I find short cuts to translate the person’s personality more than long hair. My cut gives off a kind of hard, in-your-face facade. I kind of dig the whole “unapproachable” look. Besides, I can always curl it for a more delicate look.
On the other hand, Danny’s client, Lesley-Ann, and Jesse’s client, Brittany, both came in for long, tousled lobs. This cut is feminine, flirty, and versatile. It is a popular choice for ladies transitioning from long to short hair. It still offers a variety of styling options and the ability to throw it up in a pony or mini bun.
Danny Rishoff Jesse Montana
Not to talk about myself again, but another trend slowly taking off is the undercut! Both Hannah Burdy and I have them. During the winter, my the nape of my neck doesn’t get tangled from scarves.

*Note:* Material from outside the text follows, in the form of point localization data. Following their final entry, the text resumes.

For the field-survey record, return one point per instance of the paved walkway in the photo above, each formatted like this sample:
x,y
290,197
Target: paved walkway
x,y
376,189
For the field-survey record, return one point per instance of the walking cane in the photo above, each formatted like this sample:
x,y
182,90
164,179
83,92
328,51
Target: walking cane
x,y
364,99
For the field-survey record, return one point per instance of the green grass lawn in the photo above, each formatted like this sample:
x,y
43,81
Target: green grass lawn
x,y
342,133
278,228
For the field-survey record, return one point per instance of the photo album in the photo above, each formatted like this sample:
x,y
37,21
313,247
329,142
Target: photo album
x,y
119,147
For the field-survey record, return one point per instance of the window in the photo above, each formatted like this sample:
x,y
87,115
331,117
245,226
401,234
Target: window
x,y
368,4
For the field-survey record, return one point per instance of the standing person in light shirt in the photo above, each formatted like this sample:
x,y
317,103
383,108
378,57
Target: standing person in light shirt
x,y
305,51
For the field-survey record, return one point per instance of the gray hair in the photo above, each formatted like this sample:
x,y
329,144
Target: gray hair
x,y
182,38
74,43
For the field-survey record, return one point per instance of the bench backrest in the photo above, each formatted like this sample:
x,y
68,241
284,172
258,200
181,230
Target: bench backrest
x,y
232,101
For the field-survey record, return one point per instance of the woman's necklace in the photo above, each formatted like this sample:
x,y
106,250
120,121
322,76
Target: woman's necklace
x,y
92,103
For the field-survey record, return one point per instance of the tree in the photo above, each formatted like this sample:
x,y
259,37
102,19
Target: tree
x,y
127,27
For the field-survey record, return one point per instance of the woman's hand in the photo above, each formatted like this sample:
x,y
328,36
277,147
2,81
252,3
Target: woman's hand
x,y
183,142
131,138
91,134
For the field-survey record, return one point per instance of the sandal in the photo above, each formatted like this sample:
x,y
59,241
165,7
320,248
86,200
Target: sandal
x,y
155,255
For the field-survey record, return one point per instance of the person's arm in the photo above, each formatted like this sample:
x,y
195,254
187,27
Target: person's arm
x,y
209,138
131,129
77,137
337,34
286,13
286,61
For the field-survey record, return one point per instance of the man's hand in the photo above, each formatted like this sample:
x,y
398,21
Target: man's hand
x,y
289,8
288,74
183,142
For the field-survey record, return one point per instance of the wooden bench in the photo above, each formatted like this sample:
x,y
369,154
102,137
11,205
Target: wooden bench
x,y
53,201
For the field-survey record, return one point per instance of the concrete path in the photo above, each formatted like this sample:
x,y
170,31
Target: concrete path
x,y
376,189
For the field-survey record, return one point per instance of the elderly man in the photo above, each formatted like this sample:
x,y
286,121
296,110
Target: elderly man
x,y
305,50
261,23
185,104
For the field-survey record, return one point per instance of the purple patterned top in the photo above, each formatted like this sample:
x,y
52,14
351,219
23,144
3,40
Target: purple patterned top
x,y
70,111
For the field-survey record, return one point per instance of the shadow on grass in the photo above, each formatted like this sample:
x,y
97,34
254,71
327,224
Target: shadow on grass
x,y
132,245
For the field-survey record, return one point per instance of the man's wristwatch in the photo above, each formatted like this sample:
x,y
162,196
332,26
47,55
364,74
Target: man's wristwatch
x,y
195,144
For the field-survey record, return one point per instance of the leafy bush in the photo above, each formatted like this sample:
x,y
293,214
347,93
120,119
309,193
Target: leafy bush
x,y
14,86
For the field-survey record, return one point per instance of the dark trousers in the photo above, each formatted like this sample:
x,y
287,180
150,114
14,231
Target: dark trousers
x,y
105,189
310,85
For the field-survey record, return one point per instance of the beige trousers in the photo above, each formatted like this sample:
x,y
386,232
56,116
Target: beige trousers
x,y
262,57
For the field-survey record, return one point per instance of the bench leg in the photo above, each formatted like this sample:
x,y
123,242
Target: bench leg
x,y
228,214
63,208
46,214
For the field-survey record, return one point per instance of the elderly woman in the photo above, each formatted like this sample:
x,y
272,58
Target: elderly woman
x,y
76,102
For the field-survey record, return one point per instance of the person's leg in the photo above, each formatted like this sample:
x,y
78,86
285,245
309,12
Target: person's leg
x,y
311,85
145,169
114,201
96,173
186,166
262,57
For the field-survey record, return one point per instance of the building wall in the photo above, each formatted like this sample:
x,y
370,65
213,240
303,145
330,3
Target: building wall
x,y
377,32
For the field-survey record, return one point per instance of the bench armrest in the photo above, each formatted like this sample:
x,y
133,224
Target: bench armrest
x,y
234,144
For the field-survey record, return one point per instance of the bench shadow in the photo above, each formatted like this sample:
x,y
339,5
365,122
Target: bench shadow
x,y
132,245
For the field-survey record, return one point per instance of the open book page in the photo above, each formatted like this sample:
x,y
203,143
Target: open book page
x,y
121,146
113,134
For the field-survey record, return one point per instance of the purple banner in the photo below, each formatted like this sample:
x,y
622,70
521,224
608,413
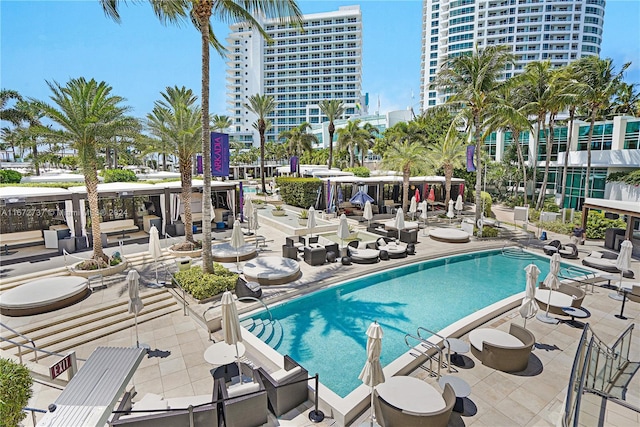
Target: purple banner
x,y
471,150
219,154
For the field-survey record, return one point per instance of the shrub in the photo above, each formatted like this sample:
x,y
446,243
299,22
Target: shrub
x,y
8,176
360,171
119,175
597,224
300,192
203,285
15,392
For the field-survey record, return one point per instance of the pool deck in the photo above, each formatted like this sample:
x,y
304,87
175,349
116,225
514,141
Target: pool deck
x,y
178,369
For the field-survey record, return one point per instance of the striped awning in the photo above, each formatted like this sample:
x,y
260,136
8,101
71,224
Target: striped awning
x,y
94,390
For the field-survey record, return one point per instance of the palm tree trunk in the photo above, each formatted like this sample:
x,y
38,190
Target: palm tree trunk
x,y
589,138
565,166
203,13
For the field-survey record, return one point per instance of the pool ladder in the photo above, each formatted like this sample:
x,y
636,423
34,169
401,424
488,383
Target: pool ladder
x,y
432,352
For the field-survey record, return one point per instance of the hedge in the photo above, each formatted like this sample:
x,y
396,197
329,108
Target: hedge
x,y
300,192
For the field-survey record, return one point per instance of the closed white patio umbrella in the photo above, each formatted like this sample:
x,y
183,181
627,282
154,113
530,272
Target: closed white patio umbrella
x,y
343,229
413,207
372,373
551,282
399,220
368,212
623,263
311,220
237,241
154,248
231,325
529,307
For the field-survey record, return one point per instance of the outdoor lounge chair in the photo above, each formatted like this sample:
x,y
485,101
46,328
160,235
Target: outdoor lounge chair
x,y
569,251
244,404
388,415
507,359
285,388
605,261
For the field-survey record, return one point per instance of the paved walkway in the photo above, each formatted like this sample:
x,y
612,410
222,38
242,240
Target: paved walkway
x,y
176,366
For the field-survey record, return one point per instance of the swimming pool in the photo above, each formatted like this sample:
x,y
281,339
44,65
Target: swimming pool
x,y
325,331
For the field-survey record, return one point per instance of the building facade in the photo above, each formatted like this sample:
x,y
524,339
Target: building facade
x,y
560,31
300,68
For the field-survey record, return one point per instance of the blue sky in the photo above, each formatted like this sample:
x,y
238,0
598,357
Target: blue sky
x,y
58,40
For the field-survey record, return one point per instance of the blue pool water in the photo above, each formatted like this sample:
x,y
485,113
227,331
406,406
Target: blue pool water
x,y
325,331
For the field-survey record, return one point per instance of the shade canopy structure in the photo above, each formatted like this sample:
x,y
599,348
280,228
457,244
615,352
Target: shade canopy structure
x,y
311,219
368,212
360,198
237,240
399,222
529,307
372,373
154,248
231,325
552,282
343,228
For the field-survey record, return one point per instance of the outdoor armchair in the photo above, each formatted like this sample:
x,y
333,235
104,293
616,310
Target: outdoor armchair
x,y
285,390
388,415
508,359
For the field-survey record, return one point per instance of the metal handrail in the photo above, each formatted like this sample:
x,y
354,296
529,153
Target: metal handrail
x,y
19,346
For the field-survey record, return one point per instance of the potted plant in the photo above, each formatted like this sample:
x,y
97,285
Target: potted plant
x,y
303,217
278,211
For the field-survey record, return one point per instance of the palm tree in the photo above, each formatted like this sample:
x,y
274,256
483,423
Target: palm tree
x,y
298,140
262,106
199,13
473,81
598,82
408,158
175,120
333,109
448,153
89,116
352,136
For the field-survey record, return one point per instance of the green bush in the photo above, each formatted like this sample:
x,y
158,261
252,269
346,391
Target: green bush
x,y
300,192
119,175
202,285
360,171
597,224
8,176
15,392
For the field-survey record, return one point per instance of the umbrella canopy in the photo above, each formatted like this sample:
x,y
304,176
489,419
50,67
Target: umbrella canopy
x,y
529,307
459,205
450,213
237,240
399,219
413,207
372,373
343,228
135,302
368,212
311,219
360,198
231,324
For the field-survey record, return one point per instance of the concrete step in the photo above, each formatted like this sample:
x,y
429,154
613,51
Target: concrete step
x,y
84,329
37,330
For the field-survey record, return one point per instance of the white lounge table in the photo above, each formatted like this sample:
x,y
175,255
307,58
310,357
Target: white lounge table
x,y
222,353
493,336
558,299
411,394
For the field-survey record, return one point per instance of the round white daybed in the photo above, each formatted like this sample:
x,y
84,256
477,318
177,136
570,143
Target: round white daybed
x,y
271,270
449,235
224,252
44,295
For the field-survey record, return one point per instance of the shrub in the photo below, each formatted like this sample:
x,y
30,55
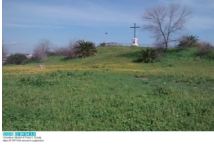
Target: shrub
x,y
103,44
16,59
80,48
188,41
40,52
205,50
84,48
149,55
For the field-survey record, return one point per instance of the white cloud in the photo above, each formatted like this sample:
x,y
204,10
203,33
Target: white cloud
x,y
89,14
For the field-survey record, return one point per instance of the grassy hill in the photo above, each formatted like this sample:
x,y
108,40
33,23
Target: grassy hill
x,y
110,91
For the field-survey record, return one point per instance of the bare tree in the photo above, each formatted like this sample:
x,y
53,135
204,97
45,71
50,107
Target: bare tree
x,y
164,21
40,52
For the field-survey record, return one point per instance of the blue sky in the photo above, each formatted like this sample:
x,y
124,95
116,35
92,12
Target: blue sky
x,y
26,22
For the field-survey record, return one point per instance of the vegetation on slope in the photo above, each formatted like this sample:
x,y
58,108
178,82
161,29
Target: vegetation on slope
x,y
109,91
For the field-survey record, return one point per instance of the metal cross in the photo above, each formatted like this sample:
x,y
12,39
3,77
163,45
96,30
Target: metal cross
x,y
135,27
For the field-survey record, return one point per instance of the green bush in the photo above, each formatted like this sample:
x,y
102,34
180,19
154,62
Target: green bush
x,y
84,48
188,41
16,59
205,50
149,55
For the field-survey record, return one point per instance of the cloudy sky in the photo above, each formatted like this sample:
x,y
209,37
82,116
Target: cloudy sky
x,y
26,22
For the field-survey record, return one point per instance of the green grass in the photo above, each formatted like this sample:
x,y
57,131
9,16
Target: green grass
x,y
111,92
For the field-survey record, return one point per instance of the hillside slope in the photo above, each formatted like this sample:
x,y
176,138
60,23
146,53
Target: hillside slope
x,y
110,91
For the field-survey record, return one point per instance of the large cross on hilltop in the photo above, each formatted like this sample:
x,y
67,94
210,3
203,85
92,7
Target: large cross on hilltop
x,y
135,27
135,40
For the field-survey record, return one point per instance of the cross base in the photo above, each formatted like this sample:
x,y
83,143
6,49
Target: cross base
x,y
135,42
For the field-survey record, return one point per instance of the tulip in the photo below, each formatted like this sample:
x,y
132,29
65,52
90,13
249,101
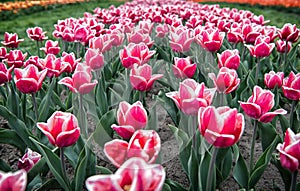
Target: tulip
x,y
144,144
29,159
191,96
11,40
134,174
222,126
289,33
290,151
13,180
81,81
51,47
229,59
61,129
141,77
130,118
291,86
210,39
94,58
259,105
29,79
226,81
135,54
15,58
36,34
273,79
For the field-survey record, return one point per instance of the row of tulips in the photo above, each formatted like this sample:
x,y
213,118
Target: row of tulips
x,y
285,3
212,65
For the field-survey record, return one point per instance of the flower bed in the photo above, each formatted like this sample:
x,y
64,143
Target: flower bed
x,y
88,97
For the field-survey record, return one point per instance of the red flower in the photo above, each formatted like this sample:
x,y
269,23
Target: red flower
x,y
61,129
221,127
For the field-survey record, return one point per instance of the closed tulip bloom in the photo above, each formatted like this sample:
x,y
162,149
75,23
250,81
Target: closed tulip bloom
x,y
229,59
130,118
191,96
226,81
289,32
29,159
61,129
29,79
15,58
184,68
135,54
36,33
273,79
81,81
291,86
135,174
289,151
13,180
144,144
94,58
51,47
221,127
11,40
141,77
258,106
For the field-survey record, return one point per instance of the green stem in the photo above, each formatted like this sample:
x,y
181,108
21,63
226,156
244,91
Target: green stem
x,y
253,145
211,169
294,181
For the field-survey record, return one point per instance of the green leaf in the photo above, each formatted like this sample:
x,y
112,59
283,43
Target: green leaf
x,y
53,162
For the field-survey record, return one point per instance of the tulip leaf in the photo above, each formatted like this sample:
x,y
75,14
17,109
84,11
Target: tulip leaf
x,y
240,172
53,162
262,163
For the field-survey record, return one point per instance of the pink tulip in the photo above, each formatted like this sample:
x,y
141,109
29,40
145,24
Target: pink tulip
x,y
15,181
229,59
259,105
5,74
51,47
29,79
94,58
226,81
11,40
61,129
290,151
273,79
289,33
221,127
130,118
36,34
15,58
144,144
291,86
135,54
141,77
191,96
134,174
210,39
184,68
81,81
29,159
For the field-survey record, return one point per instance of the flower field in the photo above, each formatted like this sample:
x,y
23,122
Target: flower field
x,y
104,88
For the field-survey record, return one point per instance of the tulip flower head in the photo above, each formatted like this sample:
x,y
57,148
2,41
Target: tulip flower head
x,y
290,151
13,180
130,118
221,127
61,129
134,174
258,106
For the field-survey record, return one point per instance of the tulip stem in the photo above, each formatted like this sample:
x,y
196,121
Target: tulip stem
x,y
294,181
253,145
211,169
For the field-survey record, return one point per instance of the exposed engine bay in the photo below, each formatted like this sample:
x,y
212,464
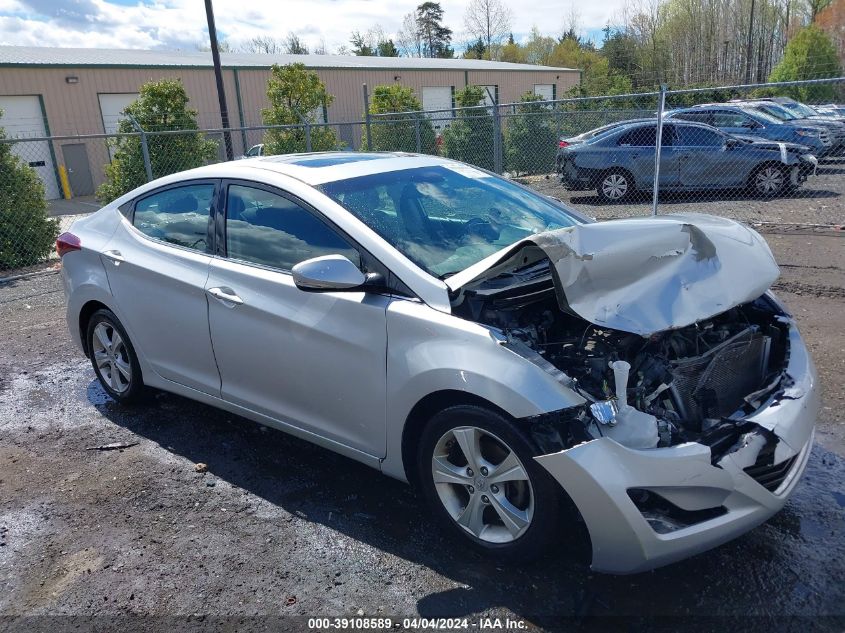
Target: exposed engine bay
x,y
645,391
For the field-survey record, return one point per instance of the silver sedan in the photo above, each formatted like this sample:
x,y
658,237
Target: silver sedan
x,y
465,334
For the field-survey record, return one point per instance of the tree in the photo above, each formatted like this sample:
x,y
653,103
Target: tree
x,y
296,94
295,46
469,138
160,106
513,52
360,46
476,50
373,43
531,137
409,37
26,233
809,55
398,132
263,44
539,47
488,21
386,48
436,38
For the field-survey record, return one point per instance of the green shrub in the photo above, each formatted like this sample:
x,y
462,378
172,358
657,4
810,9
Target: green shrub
x,y
161,105
530,138
26,233
469,138
398,132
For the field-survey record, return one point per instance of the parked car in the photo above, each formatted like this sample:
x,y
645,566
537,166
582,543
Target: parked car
x,y
836,129
799,109
252,152
693,157
467,334
567,141
831,110
735,119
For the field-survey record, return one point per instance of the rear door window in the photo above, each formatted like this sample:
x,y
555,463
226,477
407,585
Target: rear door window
x,y
692,136
178,215
272,230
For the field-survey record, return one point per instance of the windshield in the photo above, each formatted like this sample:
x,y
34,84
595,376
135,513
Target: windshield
x,y
445,218
760,114
776,111
800,109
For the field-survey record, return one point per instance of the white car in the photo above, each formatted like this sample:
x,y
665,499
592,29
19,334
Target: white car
x,y
466,334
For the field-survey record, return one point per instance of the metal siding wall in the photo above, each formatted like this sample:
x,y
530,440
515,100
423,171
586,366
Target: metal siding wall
x,y
74,108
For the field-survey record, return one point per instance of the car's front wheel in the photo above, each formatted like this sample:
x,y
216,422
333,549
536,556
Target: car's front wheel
x,y
114,358
478,473
769,181
616,185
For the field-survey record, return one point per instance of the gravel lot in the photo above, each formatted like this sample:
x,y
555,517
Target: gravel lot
x,y
277,527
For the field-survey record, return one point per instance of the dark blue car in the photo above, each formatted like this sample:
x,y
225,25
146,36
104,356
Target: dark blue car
x,y
738,119
694,157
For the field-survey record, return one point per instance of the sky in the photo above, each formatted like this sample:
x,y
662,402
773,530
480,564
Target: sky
x,y
181,24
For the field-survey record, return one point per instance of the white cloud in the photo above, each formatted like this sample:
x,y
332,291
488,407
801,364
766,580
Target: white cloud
x,y
181,24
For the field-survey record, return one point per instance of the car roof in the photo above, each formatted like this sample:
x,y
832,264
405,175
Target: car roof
x,y
321,167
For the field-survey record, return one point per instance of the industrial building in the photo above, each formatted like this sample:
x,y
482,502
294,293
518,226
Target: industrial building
x,y
75,91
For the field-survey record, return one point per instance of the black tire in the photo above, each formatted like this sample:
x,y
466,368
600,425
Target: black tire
x,y
541,534
764,177
125,353
615,185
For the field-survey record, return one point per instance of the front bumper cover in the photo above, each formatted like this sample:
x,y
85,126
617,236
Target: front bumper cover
x,y
599,474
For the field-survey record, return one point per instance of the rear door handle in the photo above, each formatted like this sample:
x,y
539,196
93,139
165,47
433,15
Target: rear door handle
x,y
226,295
116,258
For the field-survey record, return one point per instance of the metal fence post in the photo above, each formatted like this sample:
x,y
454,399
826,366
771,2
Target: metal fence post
x,y
498,166
145,150
367,118
661,103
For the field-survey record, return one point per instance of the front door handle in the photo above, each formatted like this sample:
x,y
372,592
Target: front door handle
x,y
226,295
116,258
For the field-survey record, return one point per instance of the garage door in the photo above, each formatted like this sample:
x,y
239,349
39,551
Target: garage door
x,y
22,119
111,106
438,98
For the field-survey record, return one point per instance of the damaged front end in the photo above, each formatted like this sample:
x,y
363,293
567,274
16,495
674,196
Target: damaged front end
x,y
700,409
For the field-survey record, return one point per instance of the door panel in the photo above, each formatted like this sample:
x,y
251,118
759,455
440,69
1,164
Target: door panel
x,y
161,292
314,360
157,274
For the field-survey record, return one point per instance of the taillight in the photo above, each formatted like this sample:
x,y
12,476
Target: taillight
x,y
67,242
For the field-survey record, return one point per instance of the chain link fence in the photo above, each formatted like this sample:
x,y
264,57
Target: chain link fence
x,y
755,153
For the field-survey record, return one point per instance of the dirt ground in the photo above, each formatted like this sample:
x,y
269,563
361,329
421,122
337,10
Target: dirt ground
x,y
278,528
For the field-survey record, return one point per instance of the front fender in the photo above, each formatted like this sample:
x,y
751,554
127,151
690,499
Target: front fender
x,y
429,351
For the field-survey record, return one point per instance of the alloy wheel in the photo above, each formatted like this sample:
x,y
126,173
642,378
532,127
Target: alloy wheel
x,y
769,180
482,484
111,357
614,186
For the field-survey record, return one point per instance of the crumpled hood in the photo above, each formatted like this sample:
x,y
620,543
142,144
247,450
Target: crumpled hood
x,y
643,275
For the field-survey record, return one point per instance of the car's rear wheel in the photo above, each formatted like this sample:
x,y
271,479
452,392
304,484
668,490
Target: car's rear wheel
x,y
616,185
113,357
769,181
479,476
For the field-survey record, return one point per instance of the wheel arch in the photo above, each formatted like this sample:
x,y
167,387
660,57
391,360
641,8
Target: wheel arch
x,y
424,410
602,173
85,313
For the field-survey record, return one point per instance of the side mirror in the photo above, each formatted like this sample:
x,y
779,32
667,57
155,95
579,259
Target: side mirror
x,y
329,272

I like it because it’s a little surprise when you wear your hair up. It also cuts down on dry time because, well, you’re missing hair.
It gets the hair off your neck which cools you down in the summer. Besides, it just looks edgy and it can actually make fine hair appear fuller—if it’s done right. Plus, the grow out is easy, as it’s concealed under your hair! If you’re considering an undercut, discuss how high to shave with your stylist. Layered, fine hair can look limp if the cut is brought up too high.
No one likes to fuss with fringe at the beach, in the wind, or heat. Some of us, armed with a wholesale stock of dry shampoo, will brave the summer months with our fringe due to larger than normal foreheads, stylistic preferences, or likeness for self torture. Others will choose to grow those suckers out for comfort and ease. Aaron helped explain how to grow out your fringe for the summer:
“A center part fringe works wonders. It has this disconnected layer effect that frames the face beautifully.” -Aaron King
Your stylist will separate your fringe down the center and shape them to fall to each side. If your hair is stubborn, you’ll have to round brush them out to the side, but that’s quick and gives that Free People lookbook, 70’s hippie fringe look. Another option is the good ol’ fashion side swept bang! As long as you get them shaped and texturized, you’ll find the grow out to be a lot less awkward than usual.
We’re looking forward to creating your sexy, new summer look!